閉鎖性水域の水質浄化を図るため、県が今年度から木場潟と七尾湾と並び、河北潟周辺
の水田約三十ヘクタールで同潟へ農業排水の流出を抑制する取り組みを始めた。
同事務所によると、河北潟周辺ではこれまで、田植え前に土壌を整える代かき作業の時
期や稲刈り後は、有機物で濁った農業排水が水田から垂れ流しされるケースが多かったが
、水田の排水口を縦約十センチ、横約四十センチの板を利用してせき止め、水田内でろ過
させて同潟へ直接排水しないようにした。さらに汚濁水を抑制するため、有機物やリンな
どを減らせる「緩効性肥料」も使用した。
県によると、河北潟の化学的酸素要求量(COD)値は8・2で、県の環境基準値(5
・0)を上回る。
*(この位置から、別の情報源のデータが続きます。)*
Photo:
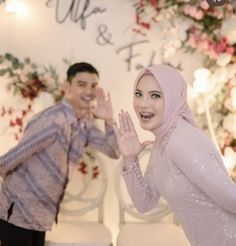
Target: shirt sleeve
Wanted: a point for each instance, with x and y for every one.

水質の悪化は生活雑排水の流入が要因とされるが、同事務所は農業排水
も水質汚濁の一因になっているとして、農業排水の流入を防ぎ、同潟の環境保全を徹底さ
せることにした。
同事務所は年度内に同潟のCODの変化を調査する予定で、来年度にはモデル地域を広
げ、本格的に「環境保全型」農業を推進する考えである。